2.11.2. §. Arbitration under Article 25. Of Supreme Decree N º 003-98-SA


35. Unlike binding arbitration under Article 9. No, the provisions of Article 25. º is a voluntary arbitration, which begins because one party is dissatisfied with the pronouncement of the National Rehabilitation Institute, and ending with resolution of Conciliation and Arbitration Centre of the Council Tax Benefit of Health.


36. Regard, please note that this Constitutional Court in STC found that the arbitration 00061-2008-PA/TC volunteer enjoys the presumption of constitutionality because your home is based on the principle of autonomy, which constitutes the essence and foundation of the arbitration because the arbitration involves the exclusion of the courts.

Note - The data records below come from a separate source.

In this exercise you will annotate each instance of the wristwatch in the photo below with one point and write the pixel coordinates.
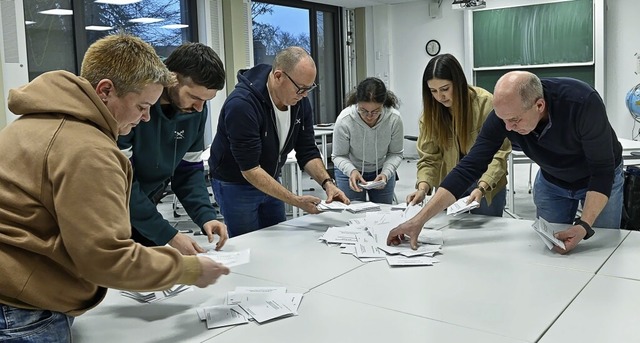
(586, 226)
(482, 190)
(327, 180)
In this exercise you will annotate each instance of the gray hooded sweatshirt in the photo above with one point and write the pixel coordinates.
(368, 149)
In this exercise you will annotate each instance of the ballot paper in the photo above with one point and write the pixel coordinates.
(367, 248)
(405, 250)
(149, 297)
(229, 258)
(363, 207)
(546, 231)
(399, 260)
(332, 206)
(372, 184)
(268, 309)
(224, 315)
(461, 206)
(428, 236)
(341, 234)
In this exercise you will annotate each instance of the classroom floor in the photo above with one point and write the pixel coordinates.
(405, 185)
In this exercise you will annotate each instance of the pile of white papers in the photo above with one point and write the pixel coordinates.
(366, 239)
(461, 206)
(363, 207)
(149, 297)
(261, 304)
(545, 230)
(373, 184)
(332, 206)
(228, 258)
(353, 208)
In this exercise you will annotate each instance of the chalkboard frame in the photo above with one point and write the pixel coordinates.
(584, 70)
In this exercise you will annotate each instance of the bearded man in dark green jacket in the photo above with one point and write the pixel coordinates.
(168, 148)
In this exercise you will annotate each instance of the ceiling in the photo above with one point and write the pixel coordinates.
(361, 3)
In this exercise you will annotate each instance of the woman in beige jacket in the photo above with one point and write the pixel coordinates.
(452, 116)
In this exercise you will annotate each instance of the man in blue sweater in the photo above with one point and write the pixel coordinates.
(168, 148)
(562, 125)
(265, 117)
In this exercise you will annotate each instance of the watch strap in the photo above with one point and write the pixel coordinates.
(586, 226)
(324, 182)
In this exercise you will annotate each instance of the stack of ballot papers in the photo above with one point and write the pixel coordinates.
(353, 208)
(363, 207)
(332, 206)
(366, 239)
(546, 231)
(373, 184)
(461, 206)
(228, 258)
(260, 304)
(149, 297)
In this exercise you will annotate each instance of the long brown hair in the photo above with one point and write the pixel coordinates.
(439, 123)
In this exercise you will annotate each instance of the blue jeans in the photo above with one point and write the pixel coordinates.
(246, 208)
(33, 326)
(381, 196)
(559, 205)
(496, 208)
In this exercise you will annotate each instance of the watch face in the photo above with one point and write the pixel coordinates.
(433, 47)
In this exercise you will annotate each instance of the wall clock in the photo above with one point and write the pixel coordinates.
(432, 47)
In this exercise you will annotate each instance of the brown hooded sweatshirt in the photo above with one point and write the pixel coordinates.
(64, 204)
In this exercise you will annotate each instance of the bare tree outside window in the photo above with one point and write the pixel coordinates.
(268, 38)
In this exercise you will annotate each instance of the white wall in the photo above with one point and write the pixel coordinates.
(411, 27)
(622, 41)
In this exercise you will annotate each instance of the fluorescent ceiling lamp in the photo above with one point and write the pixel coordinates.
(174, 26)
(98, 28)
(117, 2)
(145, 20)
(57, 11)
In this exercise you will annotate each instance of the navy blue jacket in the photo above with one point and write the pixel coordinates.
(164, 149)
(247, 135)
(576, 149)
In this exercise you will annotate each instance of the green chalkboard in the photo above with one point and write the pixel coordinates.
(550, 33)
(487, 78)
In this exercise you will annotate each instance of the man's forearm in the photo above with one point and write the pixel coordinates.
(441, 200)
(261, 180)
(593, 205)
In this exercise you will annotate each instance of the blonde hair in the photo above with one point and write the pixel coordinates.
(129, 62)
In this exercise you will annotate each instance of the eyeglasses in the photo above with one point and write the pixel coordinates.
(300, 90)
(373, 113)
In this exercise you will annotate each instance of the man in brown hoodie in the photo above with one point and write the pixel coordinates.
(64, 194)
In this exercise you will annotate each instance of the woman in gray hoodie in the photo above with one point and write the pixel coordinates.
(367, 143)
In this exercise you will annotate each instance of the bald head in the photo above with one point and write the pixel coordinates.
(288, 58)
(518, 86)
(292, 76)
(518, 100)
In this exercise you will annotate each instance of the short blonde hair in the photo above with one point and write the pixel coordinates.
(128, 61)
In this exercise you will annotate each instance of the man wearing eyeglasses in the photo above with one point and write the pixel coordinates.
(265, 117)
(562, 125)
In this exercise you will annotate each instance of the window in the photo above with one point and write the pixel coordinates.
(58, 32)
(278, 24)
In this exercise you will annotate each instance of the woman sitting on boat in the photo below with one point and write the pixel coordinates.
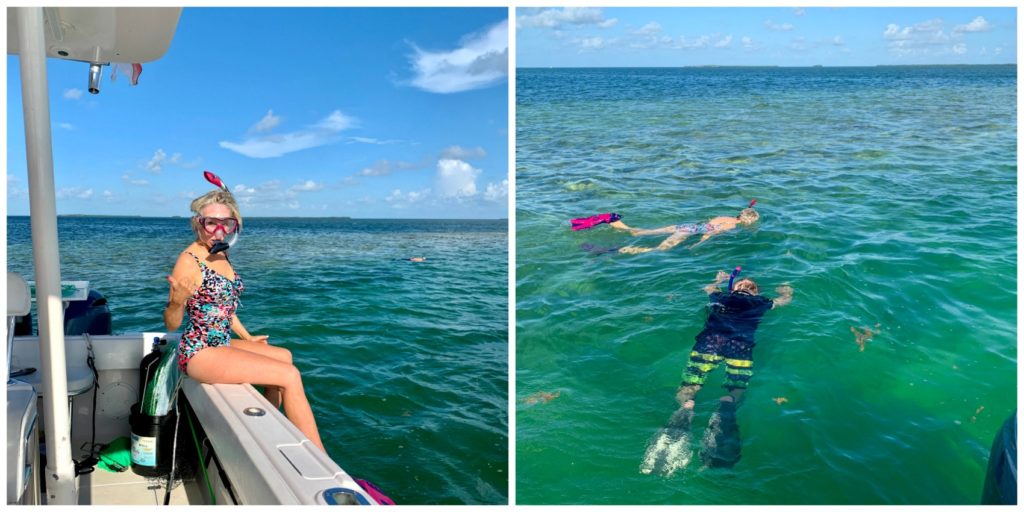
(206, 289)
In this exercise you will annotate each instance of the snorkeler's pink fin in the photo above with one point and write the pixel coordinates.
(593, 220)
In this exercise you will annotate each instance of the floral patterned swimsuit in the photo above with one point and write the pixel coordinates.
(209, 312)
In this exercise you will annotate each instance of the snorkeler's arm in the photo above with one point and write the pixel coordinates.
(702, 239)
(719, 279)
(784, 296)
(184, 280)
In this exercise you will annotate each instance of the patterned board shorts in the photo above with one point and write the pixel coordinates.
(708, 353)
(694, 228)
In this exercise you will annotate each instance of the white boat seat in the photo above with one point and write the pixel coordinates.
(80, 376)
(18, 304)
(18, 300)
(80, 380)
(23, 444)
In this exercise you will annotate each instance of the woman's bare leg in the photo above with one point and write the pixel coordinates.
(228, 365)
(272, 393)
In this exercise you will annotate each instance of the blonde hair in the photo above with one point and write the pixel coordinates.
(217, 197)
(749, 216)
(745, 285)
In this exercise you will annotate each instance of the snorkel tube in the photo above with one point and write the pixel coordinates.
(221, 245)
(733, 276)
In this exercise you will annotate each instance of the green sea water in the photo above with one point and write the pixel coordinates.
(887, 198)
(406, 365)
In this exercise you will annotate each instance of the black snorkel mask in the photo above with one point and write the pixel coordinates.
(229, 239)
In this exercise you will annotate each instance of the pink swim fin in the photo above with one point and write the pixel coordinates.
(593, 220)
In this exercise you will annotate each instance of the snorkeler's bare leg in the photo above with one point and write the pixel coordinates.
(228, 365)
(669, 229)
(635, 250)
(272, 393)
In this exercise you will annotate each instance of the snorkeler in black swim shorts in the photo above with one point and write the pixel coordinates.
(728, 337)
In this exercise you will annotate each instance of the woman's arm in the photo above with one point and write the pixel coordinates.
(243, 333)
(184, 280)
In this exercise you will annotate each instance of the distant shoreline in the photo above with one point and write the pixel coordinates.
(754, 67)
(82, 215)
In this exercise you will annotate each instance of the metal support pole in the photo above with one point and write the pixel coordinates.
(59, 474)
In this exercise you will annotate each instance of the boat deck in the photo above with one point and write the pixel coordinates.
(104, 487)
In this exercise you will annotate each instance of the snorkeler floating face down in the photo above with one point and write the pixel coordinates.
(747, 286)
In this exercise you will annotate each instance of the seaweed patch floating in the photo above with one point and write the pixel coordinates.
(864, 337)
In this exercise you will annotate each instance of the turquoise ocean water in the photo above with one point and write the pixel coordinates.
(406, 364)
(887, 198)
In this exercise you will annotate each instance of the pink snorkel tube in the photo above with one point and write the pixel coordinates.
(732, 276)
(220, 245)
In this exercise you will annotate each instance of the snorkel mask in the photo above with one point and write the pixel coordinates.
(733, 276)
(230, 231)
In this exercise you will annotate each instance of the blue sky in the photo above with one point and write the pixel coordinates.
(764, 36)
(370, 113)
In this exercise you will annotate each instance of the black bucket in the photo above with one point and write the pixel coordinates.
(152, 442)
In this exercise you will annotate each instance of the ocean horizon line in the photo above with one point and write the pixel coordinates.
(760, 67)
(275, 217)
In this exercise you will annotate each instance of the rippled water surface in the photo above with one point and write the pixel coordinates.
(406, 364)
(888, 198)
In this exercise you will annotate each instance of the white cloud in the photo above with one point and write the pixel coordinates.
(926, 38)
(307, 185)
(650, 29)
(386, 167)
(399, 200)
(270, 145)
(495, 192)
(267, 123)
(460, 153)
(156, 164)
(456, 178)
(74, 193)
(137, 182)
(336, 122)
(480, 61)
(772, 26)
(270, 196)
(977, 25)
(700, 42)
(371, 140)
(553, 18)
(593, 43)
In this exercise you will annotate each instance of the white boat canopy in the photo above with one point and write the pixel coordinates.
(97, 36)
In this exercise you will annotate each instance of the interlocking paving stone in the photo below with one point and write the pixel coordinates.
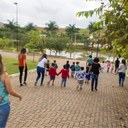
(56, 107)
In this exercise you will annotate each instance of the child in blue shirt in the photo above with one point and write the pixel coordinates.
(72, 69)
(80, 77)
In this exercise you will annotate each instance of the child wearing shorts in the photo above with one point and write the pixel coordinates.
(52, 74)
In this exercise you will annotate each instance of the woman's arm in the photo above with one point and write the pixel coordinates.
(9, 88)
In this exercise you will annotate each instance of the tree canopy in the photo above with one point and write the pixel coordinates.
(114, 18)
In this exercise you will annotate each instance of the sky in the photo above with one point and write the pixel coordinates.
(40, 12)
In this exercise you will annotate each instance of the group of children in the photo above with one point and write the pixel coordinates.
(76, 72)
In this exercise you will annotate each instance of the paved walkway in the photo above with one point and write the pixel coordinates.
(55, 107)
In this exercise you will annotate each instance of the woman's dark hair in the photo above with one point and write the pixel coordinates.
(1, 65)
(23, 51)
(43, 56)
(90, 56)
(64, 66)
(124, 62)
(96, 59)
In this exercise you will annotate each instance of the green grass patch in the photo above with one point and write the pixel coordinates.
(11, 65)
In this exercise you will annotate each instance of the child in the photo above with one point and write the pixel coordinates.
(87, 77)
(77, 68)
(65, 75)
(95, 68)
(67, 65)
(102, 66)
(80, 77)
(55, 64)
(72, 69)
(52, 73)
(47, 67)
(108, 66)
(112, 67)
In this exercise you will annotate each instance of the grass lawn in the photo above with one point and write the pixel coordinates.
(11, 65)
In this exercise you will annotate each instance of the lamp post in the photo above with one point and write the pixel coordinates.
(17, 24)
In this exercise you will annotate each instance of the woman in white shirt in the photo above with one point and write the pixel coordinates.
(41, 68)
(121, 70)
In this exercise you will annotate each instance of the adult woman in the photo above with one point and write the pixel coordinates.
(5, 90)
(41, 68)
(94, 68)
(22, 66)
(121, 70)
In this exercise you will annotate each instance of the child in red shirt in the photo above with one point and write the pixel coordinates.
(65, 75)
(52, 74)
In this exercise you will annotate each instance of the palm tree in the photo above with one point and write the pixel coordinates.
(71, 31)
(30, 26)
(11, 25)
(51, 28)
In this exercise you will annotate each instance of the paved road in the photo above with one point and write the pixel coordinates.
(55, 107)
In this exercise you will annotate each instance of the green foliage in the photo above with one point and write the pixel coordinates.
(57, 44)
(113, 16)
(29, 27)
(36, 41)
(72, 31)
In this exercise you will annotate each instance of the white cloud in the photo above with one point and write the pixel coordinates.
(40, 12)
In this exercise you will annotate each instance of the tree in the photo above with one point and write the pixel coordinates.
(51, 28)
(36, 41)
(58, 44)
(30, 26)
(71, 31)
(114, 18)
(11, 25)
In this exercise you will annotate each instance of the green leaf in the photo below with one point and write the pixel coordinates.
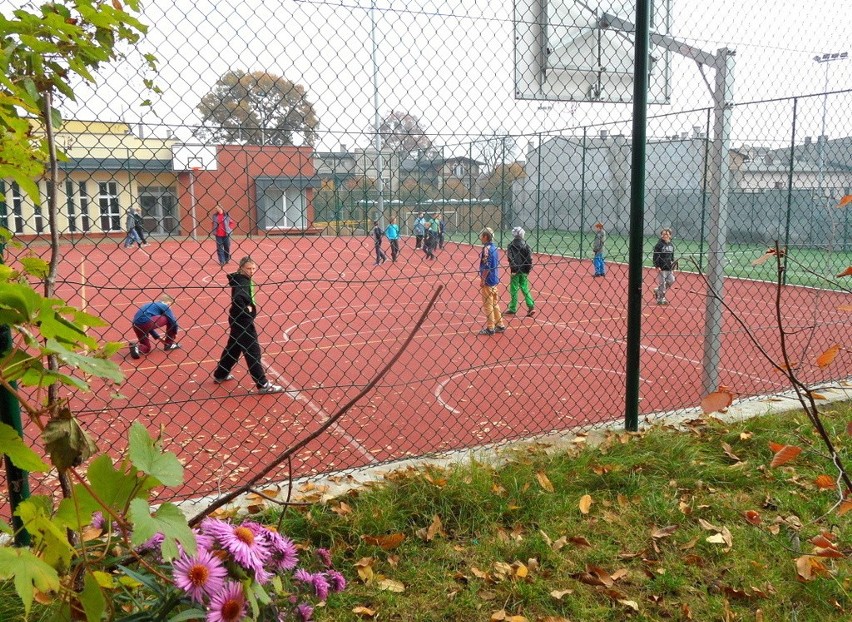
(99, 367)
(167, 520)
(146, 456)
(92, 598)
(189, 614)
(21, 456)
(35, 515)
(67, 443)
(28, 572)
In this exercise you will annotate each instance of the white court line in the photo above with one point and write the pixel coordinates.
(297, 396)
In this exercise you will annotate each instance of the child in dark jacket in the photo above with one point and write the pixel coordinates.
(520, 265)
(664, 263)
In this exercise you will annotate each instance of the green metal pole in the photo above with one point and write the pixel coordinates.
(637, 215)
(790, 190)
(704, 192)
(583, 194)
(10, 413)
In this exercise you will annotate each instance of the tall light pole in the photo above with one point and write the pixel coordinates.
(825, 59)
(378, 121)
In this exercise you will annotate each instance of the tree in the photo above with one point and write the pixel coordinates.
(402, 134)
(496, 150)
(257, 108)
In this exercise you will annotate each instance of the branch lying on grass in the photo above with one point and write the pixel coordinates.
(286, 454)
(803, 393)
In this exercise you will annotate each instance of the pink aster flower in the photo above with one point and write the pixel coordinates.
(248, 550)
(336, 580)
(304, 612)
(283, 552)
(324, 555)
(229, 605)
(199, 576)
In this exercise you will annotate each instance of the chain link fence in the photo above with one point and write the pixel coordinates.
(311, 123)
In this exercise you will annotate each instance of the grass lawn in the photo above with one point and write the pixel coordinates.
(669, 524)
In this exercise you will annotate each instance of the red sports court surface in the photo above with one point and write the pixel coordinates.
(329, 320)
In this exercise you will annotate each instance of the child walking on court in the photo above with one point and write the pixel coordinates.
(597, 249)
(489, 279)
(664, 263)
(520, 264)
(377, 240)
(393, 237)
(243, 336)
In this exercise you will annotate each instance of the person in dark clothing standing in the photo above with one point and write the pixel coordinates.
(664, 263)
(138, 226)
(243, 337)
(520, 265)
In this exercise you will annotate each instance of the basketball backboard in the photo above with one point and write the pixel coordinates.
(189, 157)
(566, 51)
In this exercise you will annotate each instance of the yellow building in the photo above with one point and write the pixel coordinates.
(108, 171)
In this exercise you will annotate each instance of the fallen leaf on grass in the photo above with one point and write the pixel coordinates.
(717, 401)
(544, 482)
(824, 482)
(389, 585)
(752, 517)
(559, 594)
(387, 542)
(825, 359)
(429, 533)
(808, 567)
(364, 612)
(784, 455)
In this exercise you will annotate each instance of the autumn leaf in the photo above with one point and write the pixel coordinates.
(752, 517)
(785, 455)
(717, 401)
(808, 567)
(364, 612)
(389, 585)
(825, 359)
(544, 482)
(824, 482)
(386, 542)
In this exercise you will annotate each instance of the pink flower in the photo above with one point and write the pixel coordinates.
(336, 580)
(229, 605)
(324, 555)
(247, 549)
(199, 576)
(304, 612)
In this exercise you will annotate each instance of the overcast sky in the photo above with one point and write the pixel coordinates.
(450, 63)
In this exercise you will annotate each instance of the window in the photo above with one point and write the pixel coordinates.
(108, 203)
(77, 197)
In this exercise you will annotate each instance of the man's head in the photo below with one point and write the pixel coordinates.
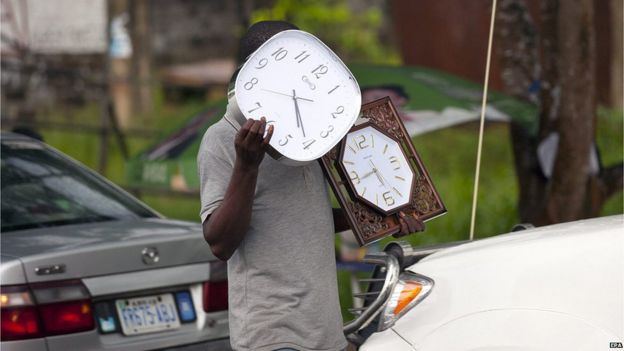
(258, 33)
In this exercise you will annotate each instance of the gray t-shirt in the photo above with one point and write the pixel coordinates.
(282, 278)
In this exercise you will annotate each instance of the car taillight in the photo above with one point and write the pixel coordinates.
(67, 317)
(51, 309)
(215, 296)
(19, 315)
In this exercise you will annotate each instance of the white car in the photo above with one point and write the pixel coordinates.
(558, 287)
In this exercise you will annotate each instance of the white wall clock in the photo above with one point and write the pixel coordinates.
(304, 90)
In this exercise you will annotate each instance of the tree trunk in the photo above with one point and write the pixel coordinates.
(561, 57)
(576, 118)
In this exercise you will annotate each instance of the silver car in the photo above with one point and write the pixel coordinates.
(85, 266)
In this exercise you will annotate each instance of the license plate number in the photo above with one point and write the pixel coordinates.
(147, 314)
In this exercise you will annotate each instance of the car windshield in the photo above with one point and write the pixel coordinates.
(42, 189)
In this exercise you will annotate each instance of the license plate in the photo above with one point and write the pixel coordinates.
(147, 314)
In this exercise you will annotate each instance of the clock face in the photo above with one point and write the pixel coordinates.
(378, 170)
(303, 89)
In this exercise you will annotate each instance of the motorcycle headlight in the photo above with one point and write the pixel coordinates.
(407, 293)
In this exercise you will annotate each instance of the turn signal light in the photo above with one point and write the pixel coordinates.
(407, 293)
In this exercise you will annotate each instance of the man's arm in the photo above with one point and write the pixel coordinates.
(226, 227)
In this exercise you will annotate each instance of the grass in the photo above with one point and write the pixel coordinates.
(448, 154)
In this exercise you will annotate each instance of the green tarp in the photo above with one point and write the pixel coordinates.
(428, 99)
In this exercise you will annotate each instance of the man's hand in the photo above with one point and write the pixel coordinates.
(250, 143)
(226, 227)
(409, 224)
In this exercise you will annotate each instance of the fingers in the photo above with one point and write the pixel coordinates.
(409, 224)
(404, 228)
(254, 130)
(267, 139)
(414, 224)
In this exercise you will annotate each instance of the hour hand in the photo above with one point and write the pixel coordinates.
(291, 96)
(369, 173)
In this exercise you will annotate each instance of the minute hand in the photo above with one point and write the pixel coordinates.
(298, 113)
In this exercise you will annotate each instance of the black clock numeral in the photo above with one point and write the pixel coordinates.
(253, 109)
(284, 141)
(249, 85)
(362, 142)
(325, 133)
(339, 110)
(308, 143)
(319, 71)
(279, 54)
(388, 198)
(395, 160)
(304, 54)
(354, 177)
(262, 63)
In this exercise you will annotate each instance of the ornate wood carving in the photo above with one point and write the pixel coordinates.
(367, 223)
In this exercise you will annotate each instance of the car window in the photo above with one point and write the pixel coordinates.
(42, 189)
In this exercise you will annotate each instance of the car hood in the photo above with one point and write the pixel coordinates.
(102, 248)
(574, 269)
(542, 237)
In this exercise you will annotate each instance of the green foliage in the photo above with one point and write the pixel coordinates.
(610, 140)
(354, 36)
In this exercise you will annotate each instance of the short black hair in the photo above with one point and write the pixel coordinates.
(258, 33)
(398, 89)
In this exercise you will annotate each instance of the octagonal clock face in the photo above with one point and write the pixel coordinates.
(303, 89)
(378, 170)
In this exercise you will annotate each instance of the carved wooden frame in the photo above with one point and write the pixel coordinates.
(369, 224)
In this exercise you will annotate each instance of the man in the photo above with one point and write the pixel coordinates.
(275, 227)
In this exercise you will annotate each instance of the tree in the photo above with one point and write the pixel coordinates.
(555, 68)
(354, 35)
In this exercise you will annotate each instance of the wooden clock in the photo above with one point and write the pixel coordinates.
(376, 172)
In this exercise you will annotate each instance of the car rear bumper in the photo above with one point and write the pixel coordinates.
(213, 345)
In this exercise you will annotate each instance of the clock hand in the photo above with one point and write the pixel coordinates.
(296, 97)
(369, 173)
(383, 179)
(299, 120)
(377, 173)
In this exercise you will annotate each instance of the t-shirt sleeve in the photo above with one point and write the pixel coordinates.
(214, 172)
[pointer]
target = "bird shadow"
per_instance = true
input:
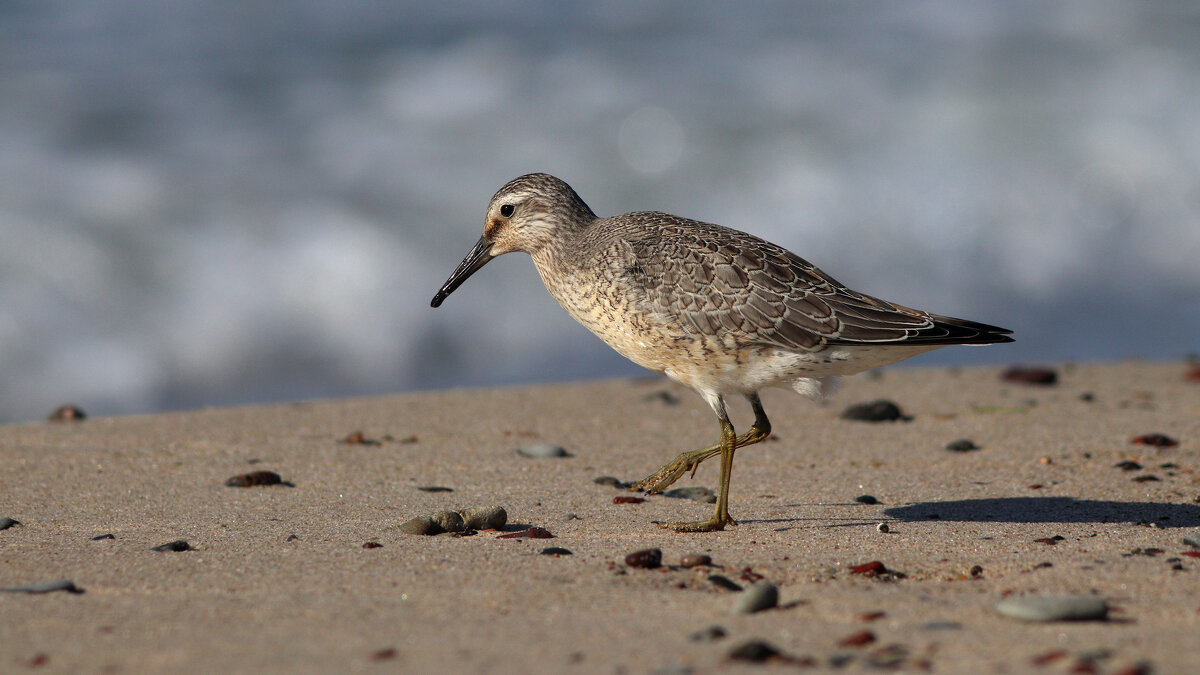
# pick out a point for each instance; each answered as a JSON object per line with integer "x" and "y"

It also established that the voluntary arbitration, to be considered constitutional, it must meet certain requirements at the time of installation of the arbitration body.


37. In this regard, that the arbitration process established on a voluntary basis to be constitutional, must be repeated as binding precedent: at the time of installation of the arbitration body the arbitrator shall leave reporting record: a.

The advantages offered arbitration by the Conciliation and Arbitration Centre of the Council Tax Benefit of Health. B.

That for the resolution of their dispute will apply case law and binding precedent established by the Constitutional Court. C.

The insured or beneficiary, if you prefer, you may give preference to arbitration and the judge, who is the Judiciary. D.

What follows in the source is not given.